There are some factors that can induce an earlier menopause. These include the following:
- Cancer treatment: Chemotherapy (treatment with chemical agents) and radiotherapy (treatment by exposure to radiation) can cause menopause symptoms and a temporary or permanent stop to your menstruation.
- Failure of ovaries: Autoimmune diseases or genetic factors can cause your ovaries to produce less than normal amounts of reproductive hormones. This is known as primary ovarian insufficiency and can lead to premature menopause.
- Surgeries: Surgeries such as total hysterectomy and bilateral oophorectomy that involve the removal of your uterus and both ovaries will immediately stop menstruation.
Some of the possible complications associated with menopause include the following:
- Your risk for heart and blood vessel (cardiovascular) diseases increases with the decrease in oestrogen production.
- Your bone density may decrease, making them brittle and leading to a condition known as osteoporosis.

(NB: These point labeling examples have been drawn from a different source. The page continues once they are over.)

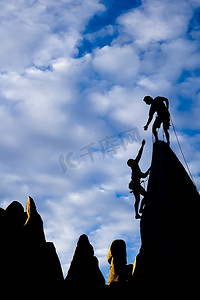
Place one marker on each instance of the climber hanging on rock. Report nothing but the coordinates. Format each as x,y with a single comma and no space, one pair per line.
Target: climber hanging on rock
135,184
163,116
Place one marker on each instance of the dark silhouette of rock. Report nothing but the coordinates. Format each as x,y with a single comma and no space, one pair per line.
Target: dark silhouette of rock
43,268
159,105
33,227
120,273
84,272
169,255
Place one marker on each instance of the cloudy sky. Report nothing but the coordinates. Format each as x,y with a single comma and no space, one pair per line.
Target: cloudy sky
73,74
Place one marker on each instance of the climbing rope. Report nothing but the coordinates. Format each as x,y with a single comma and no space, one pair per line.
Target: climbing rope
190,174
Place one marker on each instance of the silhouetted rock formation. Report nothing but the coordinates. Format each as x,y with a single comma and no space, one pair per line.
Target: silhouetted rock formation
169,255
167,264
120,273
84,270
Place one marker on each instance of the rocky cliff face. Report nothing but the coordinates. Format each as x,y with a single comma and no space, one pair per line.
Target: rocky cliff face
169,255
167,264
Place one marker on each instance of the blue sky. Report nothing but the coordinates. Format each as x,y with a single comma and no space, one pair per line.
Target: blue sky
72,78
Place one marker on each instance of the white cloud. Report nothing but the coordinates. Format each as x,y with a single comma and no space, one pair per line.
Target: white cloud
112,62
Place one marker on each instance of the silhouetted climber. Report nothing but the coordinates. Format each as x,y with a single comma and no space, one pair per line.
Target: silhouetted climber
136,176
163,116
120,273
84,270
34,224
43,266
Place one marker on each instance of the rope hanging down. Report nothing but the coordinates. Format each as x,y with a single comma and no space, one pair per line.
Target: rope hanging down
182,151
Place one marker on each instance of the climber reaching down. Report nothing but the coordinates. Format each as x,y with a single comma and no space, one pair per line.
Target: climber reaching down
160,105
135,184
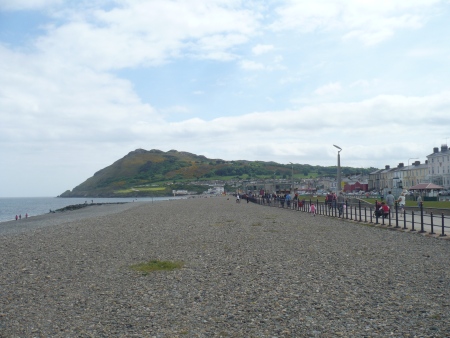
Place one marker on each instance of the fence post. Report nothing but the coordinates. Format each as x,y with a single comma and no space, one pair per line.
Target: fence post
421,225
376,212
421,213
443,226
432,227
412,222
359,206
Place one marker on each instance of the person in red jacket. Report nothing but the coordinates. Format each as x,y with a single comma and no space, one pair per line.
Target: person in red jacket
385,209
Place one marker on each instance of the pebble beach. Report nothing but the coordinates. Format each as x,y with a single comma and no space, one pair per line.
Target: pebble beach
249,271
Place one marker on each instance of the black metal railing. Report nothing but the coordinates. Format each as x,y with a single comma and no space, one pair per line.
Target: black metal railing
408,218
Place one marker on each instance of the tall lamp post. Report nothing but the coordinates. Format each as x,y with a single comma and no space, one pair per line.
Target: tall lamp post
409,172
338,188
292,178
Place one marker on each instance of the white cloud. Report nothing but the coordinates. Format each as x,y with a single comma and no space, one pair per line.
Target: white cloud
150,33
329,89
251,65
262,49
368,21
14,5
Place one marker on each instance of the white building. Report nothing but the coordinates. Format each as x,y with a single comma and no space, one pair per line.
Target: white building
439,166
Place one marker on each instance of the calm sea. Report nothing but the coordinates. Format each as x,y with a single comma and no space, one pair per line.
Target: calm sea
33,206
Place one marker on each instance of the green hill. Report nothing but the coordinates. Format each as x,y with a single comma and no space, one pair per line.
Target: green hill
157,173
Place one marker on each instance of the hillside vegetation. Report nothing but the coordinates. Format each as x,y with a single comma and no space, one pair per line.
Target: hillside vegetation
157,173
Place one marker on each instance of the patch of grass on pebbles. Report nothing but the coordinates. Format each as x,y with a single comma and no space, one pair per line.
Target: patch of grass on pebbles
156,265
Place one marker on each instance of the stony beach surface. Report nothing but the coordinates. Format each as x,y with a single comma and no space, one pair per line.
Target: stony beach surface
249,271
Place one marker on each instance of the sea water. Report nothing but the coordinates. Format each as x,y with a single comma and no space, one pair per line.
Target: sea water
33,206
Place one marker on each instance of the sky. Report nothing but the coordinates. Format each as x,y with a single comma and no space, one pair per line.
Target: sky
83,83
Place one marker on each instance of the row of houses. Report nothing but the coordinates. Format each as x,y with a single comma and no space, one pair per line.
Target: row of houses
436,170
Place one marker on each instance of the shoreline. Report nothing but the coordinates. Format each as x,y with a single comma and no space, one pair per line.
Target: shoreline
63,215
249,271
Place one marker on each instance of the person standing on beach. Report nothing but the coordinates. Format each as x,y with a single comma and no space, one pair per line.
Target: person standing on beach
341,202
390,200
401,203
419,201
312,209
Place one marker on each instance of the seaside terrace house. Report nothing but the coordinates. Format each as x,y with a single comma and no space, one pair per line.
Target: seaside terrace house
355,183
436,169
439,167
414,174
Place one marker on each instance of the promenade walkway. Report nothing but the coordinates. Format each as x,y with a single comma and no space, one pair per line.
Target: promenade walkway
425,221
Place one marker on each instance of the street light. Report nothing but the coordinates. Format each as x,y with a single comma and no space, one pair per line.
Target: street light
338,188
408,171
292,178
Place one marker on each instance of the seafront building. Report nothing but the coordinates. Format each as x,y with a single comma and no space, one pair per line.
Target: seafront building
436,170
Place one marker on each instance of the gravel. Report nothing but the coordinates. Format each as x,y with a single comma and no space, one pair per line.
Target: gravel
249,271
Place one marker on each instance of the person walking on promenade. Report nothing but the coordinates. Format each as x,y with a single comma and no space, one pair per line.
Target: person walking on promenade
390,200
312,209
419,201
340,201
401,203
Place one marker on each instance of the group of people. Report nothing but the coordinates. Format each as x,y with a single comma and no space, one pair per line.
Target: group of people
384,208
20,216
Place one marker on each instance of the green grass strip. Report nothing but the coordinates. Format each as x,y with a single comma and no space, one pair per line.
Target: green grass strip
155,265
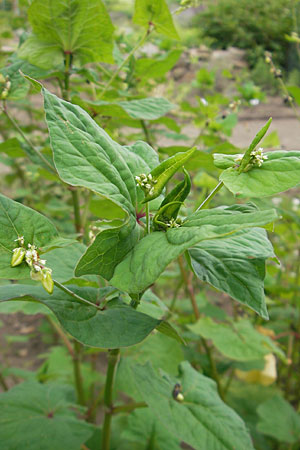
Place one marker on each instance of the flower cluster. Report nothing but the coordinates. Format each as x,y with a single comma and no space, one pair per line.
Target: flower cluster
38,272
146,182
257,157
174,223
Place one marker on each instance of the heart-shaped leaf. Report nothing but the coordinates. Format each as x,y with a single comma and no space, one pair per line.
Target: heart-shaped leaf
35,415
201,420
82,28
143,265
113,327
236,265
237,340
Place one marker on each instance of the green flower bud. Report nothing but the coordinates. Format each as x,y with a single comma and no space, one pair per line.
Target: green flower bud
18,256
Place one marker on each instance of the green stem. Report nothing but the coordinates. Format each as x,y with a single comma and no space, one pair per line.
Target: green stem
128,407
191,293
72,294
146,132
116,73
3,382
147,219
78,374
36,151
76,207
113,359
214,371
211,195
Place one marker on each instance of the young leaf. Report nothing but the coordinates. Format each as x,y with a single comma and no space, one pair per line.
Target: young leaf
81,28
237,340
279,420
113,327
201,420
17,220
157,13
35,415
254,143
149,258
280,172
236,265
164,172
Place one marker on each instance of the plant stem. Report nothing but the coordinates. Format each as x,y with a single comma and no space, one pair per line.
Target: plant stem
211,195
189,288
116,73
147,219
128,407
146,132
36,151
214,371
72,294
191,293
3,382
113,359
78,374
62,335
76,207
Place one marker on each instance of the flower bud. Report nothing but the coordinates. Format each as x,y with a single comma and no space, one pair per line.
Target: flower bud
18,256
47,281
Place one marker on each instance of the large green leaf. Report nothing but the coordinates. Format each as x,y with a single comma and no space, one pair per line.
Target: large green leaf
281,171
81,28
17,220
201,420
85,155
41,416
108,250
148,259
279,420
144,431
236,265
111,327
236,340
156,13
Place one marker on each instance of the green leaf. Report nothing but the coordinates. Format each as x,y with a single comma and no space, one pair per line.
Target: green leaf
35,416
247,156
81,28
12,148
156,13
201,420
236,340
146,68
144,431
110,327
279,420
17,220
85,155
143,265
164,172
168,209
280,172
236,266
108,250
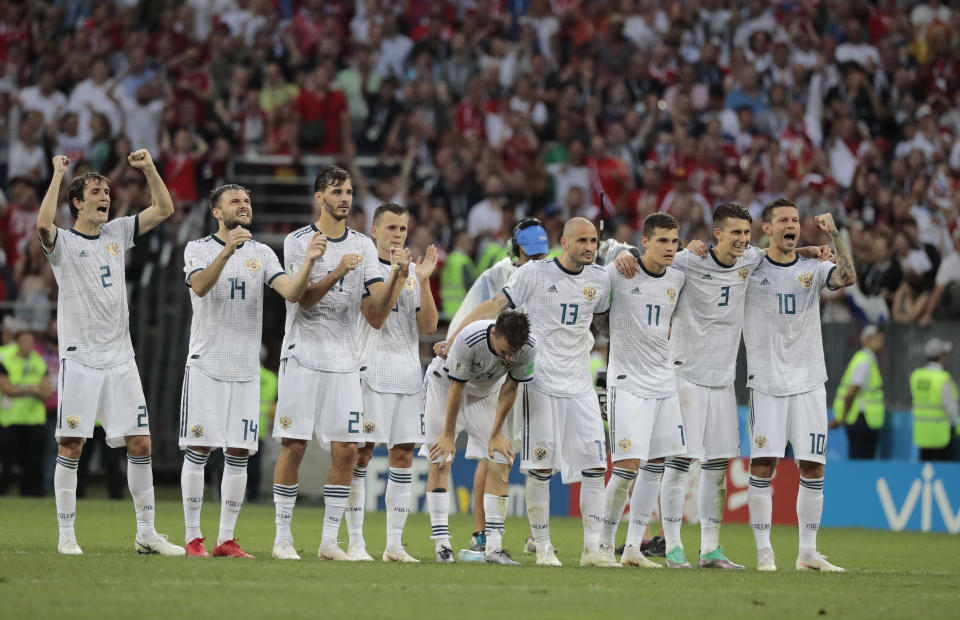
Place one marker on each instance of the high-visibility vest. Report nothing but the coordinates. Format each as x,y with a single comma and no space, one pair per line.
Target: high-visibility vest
26,410
869,398
931,426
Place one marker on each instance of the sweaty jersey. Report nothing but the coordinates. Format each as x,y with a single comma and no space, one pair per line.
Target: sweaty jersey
324,336
93,321
781,328
561,305
709,319
471,360
640,312
390,356
228,320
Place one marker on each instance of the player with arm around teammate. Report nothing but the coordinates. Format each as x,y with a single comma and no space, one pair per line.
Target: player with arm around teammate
98,375
226,272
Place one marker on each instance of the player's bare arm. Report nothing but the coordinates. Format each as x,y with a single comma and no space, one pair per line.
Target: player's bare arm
162,206
292,289
446,443
428,316
844,275
48,208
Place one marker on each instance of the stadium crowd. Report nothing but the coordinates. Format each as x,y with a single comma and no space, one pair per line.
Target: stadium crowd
479,112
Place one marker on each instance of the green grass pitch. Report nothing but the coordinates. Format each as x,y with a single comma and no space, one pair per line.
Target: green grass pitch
891,575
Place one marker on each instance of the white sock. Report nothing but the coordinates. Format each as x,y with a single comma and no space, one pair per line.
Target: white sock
672,496
809,511
355,506
760,500
65,488
615,499
712,499
233,488
335,502
537,491
438,504
592,507
397,498
140,481
643,501
284,499
191,487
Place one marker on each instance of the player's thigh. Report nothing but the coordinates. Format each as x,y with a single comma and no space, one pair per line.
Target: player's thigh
298,392
79,389
808,425
123,407
768,425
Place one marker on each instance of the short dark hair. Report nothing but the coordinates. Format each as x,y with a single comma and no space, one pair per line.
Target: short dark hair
658,220
730,210
79,185
767,215
514,326
330,176
389,207
220,191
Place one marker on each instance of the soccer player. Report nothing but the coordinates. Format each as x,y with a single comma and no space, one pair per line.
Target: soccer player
392,385
643,408
220,405
483,353
786,375
98,376
320,360
563,430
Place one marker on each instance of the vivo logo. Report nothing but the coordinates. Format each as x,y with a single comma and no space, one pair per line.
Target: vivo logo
924,489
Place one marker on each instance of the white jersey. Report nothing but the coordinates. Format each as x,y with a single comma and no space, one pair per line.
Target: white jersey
324,336
471,360
390,356
561,305
709,319
782,326
228,321
641,309
93,321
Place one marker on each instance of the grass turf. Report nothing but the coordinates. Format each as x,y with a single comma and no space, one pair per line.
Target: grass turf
893,574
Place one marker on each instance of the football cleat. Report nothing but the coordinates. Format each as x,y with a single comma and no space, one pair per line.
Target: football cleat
284,551
548,557
765,560
632,556
195,549
819,563
157,544
331,551
230,549
716,559
67,545
676,558
399,554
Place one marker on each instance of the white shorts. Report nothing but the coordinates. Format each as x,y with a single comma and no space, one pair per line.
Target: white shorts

This can make you more prone to fractures.
- Your vaginal and urethral tissues will begin to lose their elasticity, and you may experience the sudden urge to urinate or may lose control over your bladder (urge incontinence or stress incontinence). You may also become more prone to urinary tract infections.
- The loss of moisture and elasticity of your vagina can cause discomfort during intercourse and can affect your sexual desire (libido).
- As the rate of your metabolism slows down, you may start gaining weight.
Your doctor can identify your transition to menopause with your signs and symptoms. To confirm the diagnosis, your doctor may order blood tests to check your levels of follicle-stimulating hormone (FSH) and oestrogen (oestradiol), as a decrease in the level of these hormones can project menopause.
Some of these lifestyle remedies can also help you reduce or prevent the symptoms of menopause.
- Cool off hot flushes by drinking cold water or staying in a cool room. Identify factors that trigger your hot flushes, like hot beverages, alcohol, caffeine, and spicy foods, and try to avoid them.
- Use vaginal lubricants to help you with vaginal dryness and discomfort. Coconut Oil and “Olive & Bee” are natural, low irritant lubricants.
- Reduce stress, get adequate sleep, eat healthy, stay active and don't smoke.
- Exercise regularly. Pelvic floor exercises can help you strengthen your pelvic floor muscles, improve vaginal blood flow and reduce vaginal symptoms of the menopause.
Menopause itself needs no treatment, but treatment may be required to control its signs and symptoms. Your doctor will discuss the risks and benefits and may recommend any of the following depending on your condition.
Menopausal Hormone Therapy: Your doctor may recommend treatment with hormones including estrogen and/or progestin or progesterone for your hot flushes and bone loss. It may also help prevent cardiovascular problems if started within five years of menopause.
Vaginal Oestrogen: Small doses of vaginal oestrogen cream can help you manage vaginal dryness, urinary symptoms, discomfort during intercourse and reduce the severity of mild prolapse symptoms.
Antidepressants/ Pain medications: Low-dose antidepressants and gabapentin can help you manage hot flushes when menopausal hormone therapy is not advisable for you, and will also help improve your mood.
Vaginal Laser: Some doctors and patients report an improvement in vaginal menopausal symtoms with vaginal laser treatment. At this stage, there is not enough good quality evidence for RANZCOG (the Royal Australian and New Zealand College of Obstetricians and Gynaecologists) to recommend this treatment or verify its safety.
Menopause is an unavoidable phase in every woman's life. Its signs and symptoms can be often disturbing, but it is important to understand your body and learn ways to cope with your difficulties. There are various options available to successfully manage your distress, and your doctor will be the right person to guide you.